Görüntülediğiniz mahkeme kararı kesinleşmiş bir karardır.

T.C.
İSTANBUL
BÖLGE ADLİYE MAHKEMESİ
12. HUKUK DAİRESİ
DOSYA NO: 2021/564
KARAR NO: 2023/1734
T Ü R K M İ L L E T İ A D I N A
İ S T İ N A F K A R A R I
İNCELENEN KARARIN
MAHKEMESİ: İSTANBUL ANADOLU 3. ASLİYE TİCARET MAHKEMESİ
TARİHİ: 20/11/2020
NUMARASI: 2016/227 Esas – 2020/1060 Karar
DAVA: Alacak (Komisyonculuk Sözleşmesinden Kaynaklanan)

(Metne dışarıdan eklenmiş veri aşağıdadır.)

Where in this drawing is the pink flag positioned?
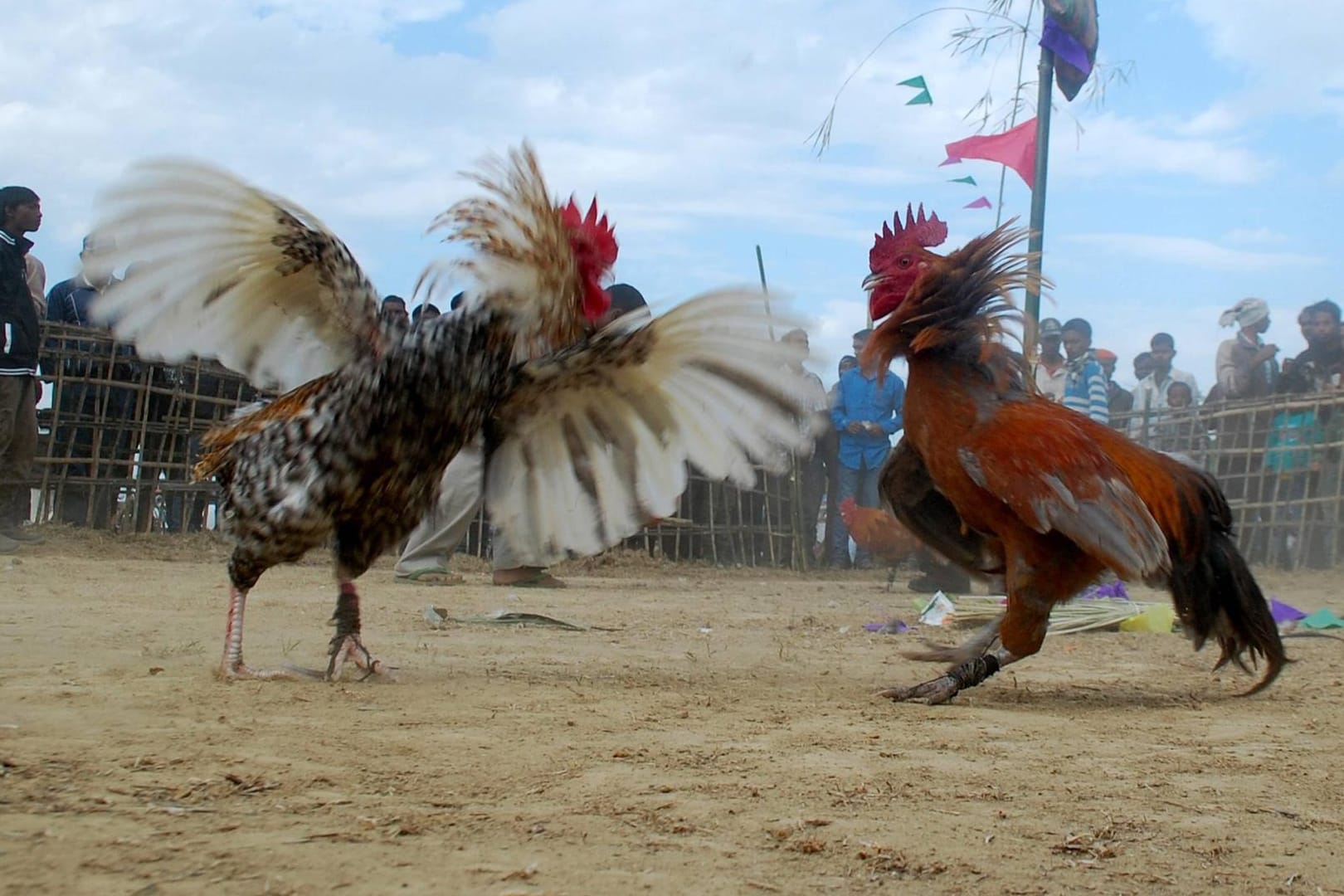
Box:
[939,118,1036,188]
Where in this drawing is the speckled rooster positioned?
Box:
[94,145,808,679]
[864,208,1286,703]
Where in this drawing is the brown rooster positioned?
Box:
[840,499,919,591]
[864,208,1288,704]
[97,146,811,679]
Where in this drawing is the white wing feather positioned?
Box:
[485,290,819,562]
[86,160,382,390]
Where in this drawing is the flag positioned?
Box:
[1040,0,1097,102]
[942,118,1036,188]
[897,75,933,106]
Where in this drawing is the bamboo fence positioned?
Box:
[30,325,1344,570]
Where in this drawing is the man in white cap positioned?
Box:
[1035,317,1069,402]
[1216,298,1278,399]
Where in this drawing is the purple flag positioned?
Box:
[1269,598,1307,625]
[1040,0,1097,102]
[1040,15,1093,78]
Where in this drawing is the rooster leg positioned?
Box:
[327,580,391,681]
[900,614,1004,672]
[878,649,1021,707]
[219,584,295,681]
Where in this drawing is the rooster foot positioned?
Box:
[878,675,961,707]
[878,653,999,707]
[327,634,394,681]
[217,660,323,681]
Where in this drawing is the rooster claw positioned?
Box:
[327,634,397,681]
[878,675,961,707]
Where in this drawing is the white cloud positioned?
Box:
[1223,227,1289,246]
[1051,113,1273,185]
[1059,234,1325,271]
[1186,0,1344,115]
[0,0,1337,395]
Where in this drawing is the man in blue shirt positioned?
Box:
[830,335,906,567]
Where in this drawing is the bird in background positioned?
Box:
[863,207,1288,703]
[94,144,811,679]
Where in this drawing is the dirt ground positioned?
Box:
[0,531,1344,894]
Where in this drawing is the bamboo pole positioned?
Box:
[1023,47,1055,348]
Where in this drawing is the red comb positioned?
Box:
[869,202,947,274]
[561,196,617,267]
[559,196,618,321]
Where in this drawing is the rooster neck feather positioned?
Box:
[864,224,1034,391]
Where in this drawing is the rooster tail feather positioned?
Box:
[1171,475,1288,694]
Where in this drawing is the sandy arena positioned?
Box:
[0,531,1344,896]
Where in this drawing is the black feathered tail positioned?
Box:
[1171,470,1288,694]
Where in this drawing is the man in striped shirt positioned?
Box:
[1062,317,1110,423]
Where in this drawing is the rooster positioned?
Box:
[89,145,811,679]
[840,499,919,591]
[864,207,1288,704]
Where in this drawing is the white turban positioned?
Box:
[1218,298,1269,326]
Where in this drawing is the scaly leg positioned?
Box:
[900,614,1004,668]
[219,584,304,681]
[879,552,1059,705]
[327,580,391,681]
[878,649,1021,707]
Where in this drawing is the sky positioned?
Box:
[0,0,1344,391]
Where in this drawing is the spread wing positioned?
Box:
[958,399,1171,579]
[86,160,384,388]
[485,291,819,564]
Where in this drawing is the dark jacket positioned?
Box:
[0,231,37,376]
[47,275,98,326]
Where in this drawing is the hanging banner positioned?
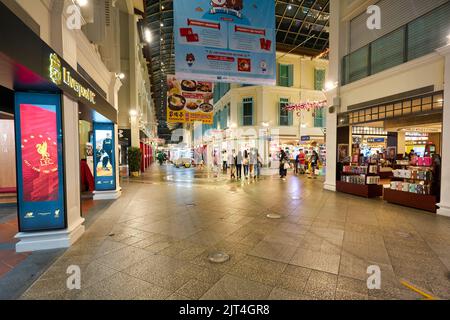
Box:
[94,122,116,191]
[167,75,214,124]
[174,0,276,85]
[15,93,66,232]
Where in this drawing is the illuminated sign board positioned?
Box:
[49,53,95,104]
[15,93,66,232]
[94,123,116,191]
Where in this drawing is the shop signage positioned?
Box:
[167,75,214,124]
[94,122,116,191]
[49,53,95,104]
[174,0,276,85]
[15,93,66,232]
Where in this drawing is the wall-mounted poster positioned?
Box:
[174,0,276,85]
[167,75,214,124]
[94,123,116,191]
[387,147,397,160]
[338,144,350,162]
[15,93,66,232]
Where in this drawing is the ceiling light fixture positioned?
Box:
[77,0,88,7]
[144,28,152,43]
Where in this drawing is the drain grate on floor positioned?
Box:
[266,212,282,219]
[396,231,411,239]
[208,251,230,263]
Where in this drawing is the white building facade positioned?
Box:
[325,0,450,216]
[199,52,328,168]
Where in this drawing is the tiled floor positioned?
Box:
[22,167,450,300]
[0,212,29,279]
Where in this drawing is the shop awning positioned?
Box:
[0,2,117,123]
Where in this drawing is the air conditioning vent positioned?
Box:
[105,0,111,27]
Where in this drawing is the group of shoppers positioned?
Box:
[222,148,263,180]
[279,149,320,179]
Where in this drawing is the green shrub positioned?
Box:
[128,147,142,172]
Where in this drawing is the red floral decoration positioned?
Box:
[283,100,327,111]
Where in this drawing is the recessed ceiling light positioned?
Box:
[77,0,88,7]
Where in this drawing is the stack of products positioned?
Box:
[343,166,367,174]
[369,165,378,174]
[367,176,380,185]
[393,169,432,181]
[391,181,431,195]
[341,175,366,185]
[397,160,409,166]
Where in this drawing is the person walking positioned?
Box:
[250,148,258,179]
[256,151,263,179]
[294,152,300,175]
[310,150,319,179]
[228,149,237,179]
[236,151,243,180]
[222,150,228,174]
[298,150,306,174]
[279,149,289,180]
[242,149,249,179]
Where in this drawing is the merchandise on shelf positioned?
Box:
[366,176,380,185]
[343,166,367,174]
[393,169,433,181]
[391,181,431,195]
[341,175,366,185]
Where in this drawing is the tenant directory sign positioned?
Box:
[174,0,276,85]
[94,123,116,191]
[15,93,66,232]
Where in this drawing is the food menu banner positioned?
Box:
[15,93,66,232]
[167,75,214,124]
[94,123,116,191]
[174,0,276,85]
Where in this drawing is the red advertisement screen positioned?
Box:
[20,104,59,202]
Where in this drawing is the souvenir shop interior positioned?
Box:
[336,92,443,213]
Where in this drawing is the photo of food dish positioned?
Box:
[186,101,198,110]
[197,82,212,92]
[168,94,186,111]
[181,80,197,92]
[200,103,214,112]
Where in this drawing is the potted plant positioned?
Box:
[128,147,142,177]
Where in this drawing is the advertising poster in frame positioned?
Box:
[15,93,67,232]
[167,75,214,124]
[174,0,276,85]
[386,147,397,160]
[338,144,350,162]
[94,122,116,191]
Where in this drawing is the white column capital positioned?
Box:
[436,40,450,56]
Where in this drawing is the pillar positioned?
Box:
[437,44,450,217]
[16,95,85,252]
[324,1,340,191]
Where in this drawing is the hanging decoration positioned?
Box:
[283,100,327,111]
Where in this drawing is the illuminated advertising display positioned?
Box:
[15,93,66,232]
[174,0,276,85]
[94,123,116,191]
[167,75,214,124]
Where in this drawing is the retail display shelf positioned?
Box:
[383,188,436,213]
[336,181,383,198]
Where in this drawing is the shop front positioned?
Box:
[0,3,120,252]
[336,91,444,213]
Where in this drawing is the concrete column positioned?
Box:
[16,95,85,252]
[324,1,340,191]
[437,43,450,217]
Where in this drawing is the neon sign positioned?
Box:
[49,53,95,104]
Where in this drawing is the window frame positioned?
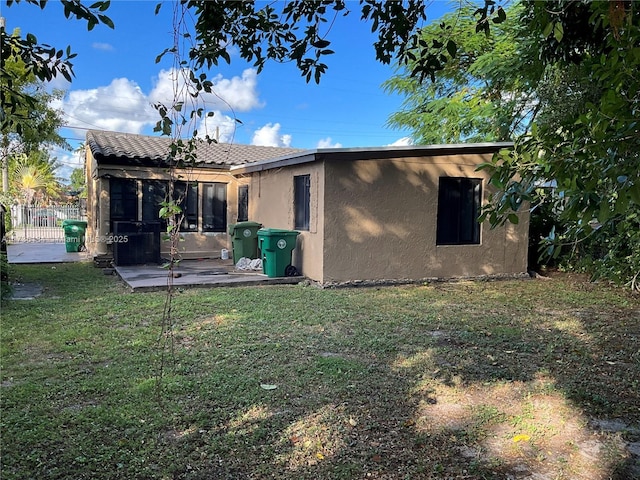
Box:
[201,182,228,232]
[436,177,482,246]
[109,177,138,231]
[173,182,200,232]
[293,173,311,231]
[142,179,169,230]
[238,185,249,222]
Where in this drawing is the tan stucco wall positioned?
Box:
[242,154,528,283]
[86,152,246,259]
[249,162,325,279]
[322,155,528,282]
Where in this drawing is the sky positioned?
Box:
[0,0,451,178]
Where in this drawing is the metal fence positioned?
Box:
[7,204,86,243]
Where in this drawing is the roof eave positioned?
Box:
[230,142,513,175]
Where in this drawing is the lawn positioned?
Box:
[0,264,640,480]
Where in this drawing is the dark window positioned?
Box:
[436,177,482,245]
[173,182,198,232]
[238,185,249,222]
[109,178,138,231]
[202,183,227,232]
[142,180,168,230]
[293,175,311,230]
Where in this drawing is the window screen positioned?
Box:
[238,185,249,222]
[142,180,168,230]
[173,182,198,232]
[436,177,482,245]
[202,183,227,232]
[293,175,311,230]
[109,178,138,231]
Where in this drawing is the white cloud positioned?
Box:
[62,78,158,133]
[149,68,262,112]
[197,111,237,143]
[317,137,342,148]
[251,123,291,147]
[54,69,262,137]
[387,137,413,147]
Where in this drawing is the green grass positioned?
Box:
[0,264,640,480]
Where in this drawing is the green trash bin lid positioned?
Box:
[229,221,262,237]
[62,219,87,229]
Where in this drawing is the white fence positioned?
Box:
[7,204,86,243]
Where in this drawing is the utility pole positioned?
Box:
[0,17,9,193]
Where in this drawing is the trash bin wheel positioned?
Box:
[284,265,300,277]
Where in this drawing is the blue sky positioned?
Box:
[1,0,451,180]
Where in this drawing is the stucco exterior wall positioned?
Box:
[86,152,239,259]
[321,154,528,283]
[249,162,325,281]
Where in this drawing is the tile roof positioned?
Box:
[86,130,303,168]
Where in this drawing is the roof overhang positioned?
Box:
[230,142,513,175]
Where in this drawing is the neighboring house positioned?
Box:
[86,130,300,264]
[87,131,529,283]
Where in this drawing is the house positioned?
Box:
[87,132,529,284]
[85,130,300,264]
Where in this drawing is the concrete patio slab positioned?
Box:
[115,259,304,292]
[7,242,304,292]
[7,242,91,263]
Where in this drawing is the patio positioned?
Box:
[7,243,303,292]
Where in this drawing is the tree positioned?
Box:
[0,0,113,134]
[69,168,87,198]
[0,36,70,192]
[385,4,539,144]
[10,152,60,205]
[485,1,640,288]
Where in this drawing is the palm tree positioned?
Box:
[11,155,60,205]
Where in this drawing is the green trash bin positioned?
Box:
[62,220,87,252]
[258,228,300,277]
[229,222,262,265]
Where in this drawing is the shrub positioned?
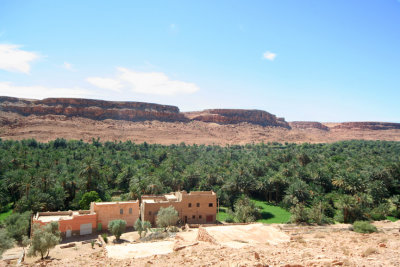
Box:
[290,203,311,224]
[156,206,179,228]
[234,196,260,222]
[108,220,126,241]
[28,222,61,259]
[4,211,31,244]
[0,229,14,257]
[140,231,169,241]
[134,219,151,237]
[353,221,378,233]
[101,233,108,244]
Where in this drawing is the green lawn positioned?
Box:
[0,210,12,222]
[217,199,291,223]
[252,199,291,223]
[217,207,228,222]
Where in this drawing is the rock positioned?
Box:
[332,121,400,130]
[0,97,189,122]
[289,121,329,131]
[173,242,199,252]
[60,243,76,248]
[186,109,290,129]
[332,260,344,266]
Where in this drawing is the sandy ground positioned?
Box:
[205,223,290,248]
[0,112,400,145]
[2,221,400,267]
[106,241,175,259]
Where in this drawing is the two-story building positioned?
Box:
[140,191,217,226]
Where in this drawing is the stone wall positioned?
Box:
[141,191,217,225]
[90,200,140,230]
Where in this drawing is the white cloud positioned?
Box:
[63,62,74,70]
[86,67,199,95]
[0,82,93,99]
[86,77,122,92]
[0,44,39,73]
[263,51,277,61]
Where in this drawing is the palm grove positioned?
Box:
[0,139,400,229]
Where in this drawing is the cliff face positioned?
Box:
[332,121,400,130]
[188,109,290,129]
[0,97,188,122]
[289,121,329,131]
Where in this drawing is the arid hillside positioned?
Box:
[0,97,400,145]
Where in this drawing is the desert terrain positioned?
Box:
[0,112,400,145]
[0,96,400,145]
[3,221,400,267]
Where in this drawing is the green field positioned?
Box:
[252,199,291,223]
[217,207,228,222]
[217,199,291,223]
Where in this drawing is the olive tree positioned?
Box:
[0,229,14,257]
[134,219,151,237]
[28,222,61,259]
[156,206,179,228]
[108,220,126,241]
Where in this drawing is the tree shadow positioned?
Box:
[261,211,275,220]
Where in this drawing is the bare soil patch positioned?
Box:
[7,221,400,267]
[0,112,400,145]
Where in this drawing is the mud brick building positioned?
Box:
[140,191,217,226]
[32,191,217,238]
[32,210,97,238]
[32,200,140,238]
[90,200,140,230]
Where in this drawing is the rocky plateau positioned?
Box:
[0,96,400,145]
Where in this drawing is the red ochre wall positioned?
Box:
[32,214,97,233]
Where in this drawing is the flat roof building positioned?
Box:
[140,191,217,226]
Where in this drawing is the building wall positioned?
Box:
[141,191,217,226]
[32,214,97,236]
[90,200,140,229]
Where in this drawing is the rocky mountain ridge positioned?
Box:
[0,96,400,131]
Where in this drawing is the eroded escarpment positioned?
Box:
[0,97,188,122]
[186,109,290,129]
[332,121,400,130]
[289,121,329,131]
[0,96,290,129]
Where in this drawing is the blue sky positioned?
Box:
[0,0,400,122]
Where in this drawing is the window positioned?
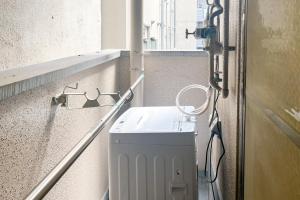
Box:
[144,0,206,50]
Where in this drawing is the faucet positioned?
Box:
[185,0,233,98]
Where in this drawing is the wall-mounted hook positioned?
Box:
[82,88,101,108]
[52,83,121,109]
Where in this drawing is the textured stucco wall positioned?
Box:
[0,0,117,200]
[0,61,126,199]
[0,0,101,70]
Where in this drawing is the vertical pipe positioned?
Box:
[222,0,229,98]
[130,0,144,106]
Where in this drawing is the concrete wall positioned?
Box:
[0,0,116,200]
[101,0,130,49]
[0,61,127,199]
[0,0,101,70]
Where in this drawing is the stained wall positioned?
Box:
[245,0,300,200]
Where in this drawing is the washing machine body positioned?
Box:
[109,107,197,200]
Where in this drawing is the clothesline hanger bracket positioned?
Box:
[52,83,123,109]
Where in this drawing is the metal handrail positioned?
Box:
[25,74,144,200]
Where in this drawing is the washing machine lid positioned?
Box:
[110,106,196,133]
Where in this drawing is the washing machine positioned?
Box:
[109,106,197,200]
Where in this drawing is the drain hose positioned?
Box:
[176,84,212,116]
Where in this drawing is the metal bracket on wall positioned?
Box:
[52,83,121,109]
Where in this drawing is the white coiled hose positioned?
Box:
[176,84,212,116]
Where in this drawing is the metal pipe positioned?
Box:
[25,74,144,200]
[130,0,144,106]
[222,0,229,98]
[209,50,222,90]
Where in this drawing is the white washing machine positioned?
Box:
[109,107,197,200]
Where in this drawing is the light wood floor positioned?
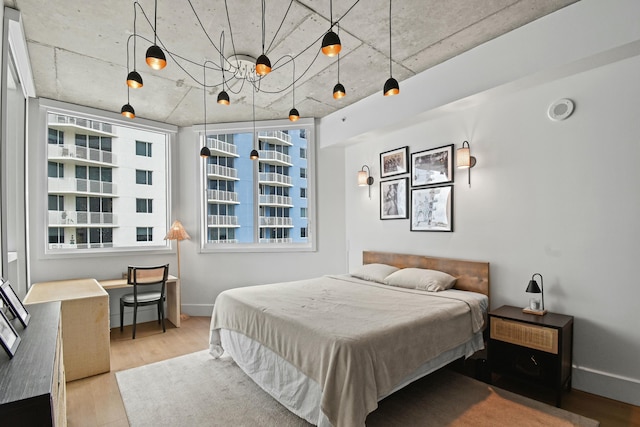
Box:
[67,317,640,427]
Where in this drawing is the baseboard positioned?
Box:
[572,365,640,406]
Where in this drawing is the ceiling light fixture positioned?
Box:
[127,4,143,89]
[322,0,342,57]
[146,0,167,70]
[256,0,271,76]
[289,57,300,122]
[382,0,400,96]
[200,61,211,159]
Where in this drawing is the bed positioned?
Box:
[210,251,489,427]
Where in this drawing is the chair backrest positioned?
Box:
[127,264,169,297]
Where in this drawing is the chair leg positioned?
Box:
[131,305,138,340]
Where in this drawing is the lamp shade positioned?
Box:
[146,44,167,70]
[200,145,211,159]
[333,83,347,99]
[256,53,271,76]
[382,77,400,96]
[322,30,342,57]
[218,90,229,105]
[120,104,136,119]
[127,70,142,89]
[164,219,191,240]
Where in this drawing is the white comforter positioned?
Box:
[210,275,484,427]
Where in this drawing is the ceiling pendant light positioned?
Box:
[127,4,143,89]
[146,0,167,70]
[200,61,211,159]
[382,0,400,96]
[256,0,271,76]
[289,58,300,122]
[333,35,347,99]
[322,0,342,57]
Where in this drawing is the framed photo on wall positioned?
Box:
[0,310,20,358]
[411,185,453,232]
[380,178,409,219]
[0,278,31,328]
[411,144,453,187]
[380,147,409,178]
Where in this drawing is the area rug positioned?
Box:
[116,350,599,427]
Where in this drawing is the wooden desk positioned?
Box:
[24,279,111,381]
[98,275,181,328]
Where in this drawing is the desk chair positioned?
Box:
[120,264,169,339]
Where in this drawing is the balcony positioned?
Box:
[207,190,240,204]
[258,172,293,187]
[207,136,240,157]
[207,165,238,181]
[258,130,293,146]
[258,237,293,243]
[258,150,293,166]
[258,194,293,207]
[207,215,240,227]
[48,211,117,227]
[260,216,293,228]
[47,144,116,165]
[47,114,117,137]
[48,178,117,196]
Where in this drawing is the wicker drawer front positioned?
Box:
[491,317,558,354]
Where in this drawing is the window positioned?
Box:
[136,169,153,185]
[136,141,151,157]
[42,108,173,254]
[48,162,64,178]
[136,199,153,213]
[200,120,315,251]
[136,227,153,242]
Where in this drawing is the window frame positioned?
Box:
[193,119,317,253]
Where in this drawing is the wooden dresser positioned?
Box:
[0,301,67,427]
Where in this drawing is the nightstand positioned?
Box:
[488,305,573,407]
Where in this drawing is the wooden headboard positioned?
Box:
[362,251,489,296]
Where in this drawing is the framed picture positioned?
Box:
[0,279,31,328]
[411,144,453,187]
[0,310,20,358]
[411,185,453,231]
[380,147,409,178]
[380,178,409,219]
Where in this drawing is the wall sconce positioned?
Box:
[456,141,476,187]
[358,165,373,198]
[522,273,547,316]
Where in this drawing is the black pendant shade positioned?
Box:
[322,30,342,57]
[120,104,136,119]
[382,77,400,96]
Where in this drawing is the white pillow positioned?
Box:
[383,268,458,292]
[351,263,398,283]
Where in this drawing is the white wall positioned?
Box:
[320,0,640,405]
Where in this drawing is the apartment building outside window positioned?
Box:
[45,108,169,254]
[200,120,315,251]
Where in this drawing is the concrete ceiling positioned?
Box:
[4,0,576,126]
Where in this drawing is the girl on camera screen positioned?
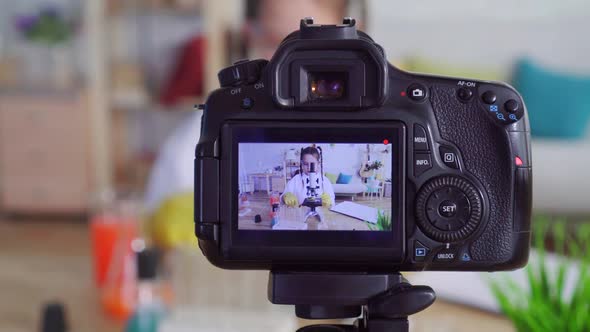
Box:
[281,146,335,207]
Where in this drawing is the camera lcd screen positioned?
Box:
[238,142,394,231]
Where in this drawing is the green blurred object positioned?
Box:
[16,8,74,45]
[147,192,196,249]
[491,217,590,332]
[399,57,506,81]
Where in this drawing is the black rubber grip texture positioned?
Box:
[431,86,513,262]
[416,176,482,243]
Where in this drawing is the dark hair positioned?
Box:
[299,146,321,161]
[299,144,324,190]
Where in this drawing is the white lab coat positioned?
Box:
[281,174,336,205]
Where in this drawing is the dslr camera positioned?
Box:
[195,18,532,272]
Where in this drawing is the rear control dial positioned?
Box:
[416,176,482,243]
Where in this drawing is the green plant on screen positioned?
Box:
[367,210,391,231]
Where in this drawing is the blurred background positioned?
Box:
[0,0,590,332]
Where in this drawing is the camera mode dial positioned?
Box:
[416,176,482,243]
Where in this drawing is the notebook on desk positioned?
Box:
[330,202,378,224]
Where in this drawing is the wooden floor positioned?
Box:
[0,220,512,332]
[238,191,391,231]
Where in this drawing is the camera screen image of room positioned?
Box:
[238,143,393,231]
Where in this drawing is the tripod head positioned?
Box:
[268,271,436,332]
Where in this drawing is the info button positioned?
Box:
[414,153,432,176]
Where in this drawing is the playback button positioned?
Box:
[434,248,458,263]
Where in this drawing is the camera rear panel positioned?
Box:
[195,18,532,271]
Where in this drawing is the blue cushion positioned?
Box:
[514,60,590,138]
[336,173,352,184]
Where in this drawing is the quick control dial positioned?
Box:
[416,176,482,243]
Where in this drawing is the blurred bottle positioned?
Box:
[39,302,68,332]
[125,249,166,332]
[90,192,139,320]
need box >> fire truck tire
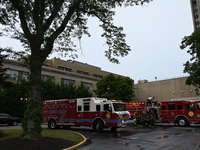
[110,127,117,132]
[12,121,18,126]
[48,119,57,129]
[93,120,104,132]
[176,117,189,127]
[63,125,71,129]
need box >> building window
[77,70,89,75]
[42,75,54,81]
[161,105,166,110]
[168,104,175,110]
[93,74,103,79]
[58,66,72,72]
[61,78,75,85]
[82,82,92,91]
[6,69,28,81]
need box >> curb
[62,132,87,150]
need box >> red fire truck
[126,99,200,126]
[42,97,130,132]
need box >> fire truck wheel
[63,125,71,129]
[110,127,117,132]
[176,117,189,127]
[48,120,57,129]
[93,120,104,132]
[13,121,18,126]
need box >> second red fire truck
[42,97,130,131]
[126,99,200,126]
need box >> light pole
[195,88,200,96]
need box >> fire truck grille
[122,114,129,121]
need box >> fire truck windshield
[113,103,126,111]
[196,102,200,110]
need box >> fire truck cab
[42,97,130,131]
[126,99,200,126]
[158,100,200,126]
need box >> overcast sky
[1,0,193,83]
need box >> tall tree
[0,0,152,138]
[180,30,200,88]
[95,74,134,102]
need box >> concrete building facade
[3,58,120,92]
[134,77,197,101]
[190,0,200,30]
[3,58,200,101]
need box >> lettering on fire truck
[126,99,200,126]
[42,97,130,131]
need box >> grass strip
[0,129,83,144]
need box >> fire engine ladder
[171,97,200,101]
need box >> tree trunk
[22,55,43,140]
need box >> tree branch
[10,0,31,41]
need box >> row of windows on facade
[161,102,200,110]
[6,69,92,91]
[58,66,103,79]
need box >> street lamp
[195,88,200,95]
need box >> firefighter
[135,113,141,128]
[147,97,155,112]
[149,109,156,128]
[145,111,150,127]
[141,111,146,128]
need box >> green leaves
[95,74,134,102]
[180,30,200,88]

İSTİNAF KARAR TARİHİ: 08/11/2023
Davanın reddine ilişkin kararın davacı vekili tarafından istinaf edilmesi üzerine düzenlenen rapor ve dosya kapsamı incelenip gereği görüşülüp düşünüldü;
DAVA: Davacı vekili; davacı ile davalı arasında 01.09.2009 tarihli ticari vekillik/mümessillik sözleşmesi akdedildiğini, müvekkilinin Avrupa bölgesinde münhasıran yetkili kılındığı bu sözleşmede davalının, müvekkilinin bölgesinde akdedilen tüm işler ve siparişler için ticari mümessilin etkisi olmasa dahi davacıya komisyon ödemeyi, ticari mümessilin onayı olmadan bölgeye dahil müşteriler ile yapılan pazarlık görüşmeleri hakkında ticari mümessile bilgi vermeyi taahhüt ettiğini, ancak davalı şirketin bilgi verme ve komisyon ödeme yükümlülüğüne uymadığını, müvekkilinin sözleşme uyarınca komisyon ve prim karşılığında çalıştığını, sözleşmenin 2/f maddesi gereği müvekkilinin şirkete kendi kazandırdığı müşteriler yanında etkisi olmaksızın gerçekleşen işlerde dahi komisyon ücretine hak kazandığını,bu kapsamda davalının … firmasıyla nedeniyle 5.010,09-Euro, … firması nedeniyle 3.990-Euro, … firması nedeniyle 5.965-Euro komisyon alacağının müvekkiline ödenmediğini, tespit edilebilen komisyon alacağının şimdilik 14.965,09-Euro olduğunu, fakat davalı tarafından davacıdan gizlenmiş olan ticari işler nedeniyle de komisyon ücret alacakları bulunduğunu, bu nedenle davalı şirketin tüm Avrupa bölgesinde faaliyet gösterdiği müşterilerin tespiti ile ne tutarda ürün satışı yapıldığının belirlenmesi gerektiğini, müvekkilinin komisyon ve ücret alacaklarının tespiti mümkün olmadığından davanın belirsiz alacak davası olarak açıldığını, ayrıca TTK’nın 122. maddesi gereği davalının müvekkili vesilesiyle önemli ticari menfaat elde etmesi nedeniyle denkleştirme tazminatı ödemesi gerektiğini, davalının sözleşmeyi 01.02.2016 tarihinde feshettiğini bildirdiğini, ancak davalı şirketin sözleşmede belirlenen 6 aylık bildirim süresine uymaması nedeniyle sözleşmenin 01.02.2017 tarihine kadar uzadığını, bu nedenle davacının sözleşmeden kaynaklanan alacaklarının 01.02.2017 tarihine kadar devam edeceğini belirterek, müvekkilinin bilgisi dahilinde yapılan satışlardan dolayı doğan 14.965,09-Euro komisyon alacağının, müvekkilinden gizlenerek Avrupa bölgesinde yapılan satışlardan doğan komisyon alacağı ile denkleştirme tazminatı alacağının belirlenerek, ticari faizi ile birlikte davalıdan tahsiline karar verilmesini talep etmiştir.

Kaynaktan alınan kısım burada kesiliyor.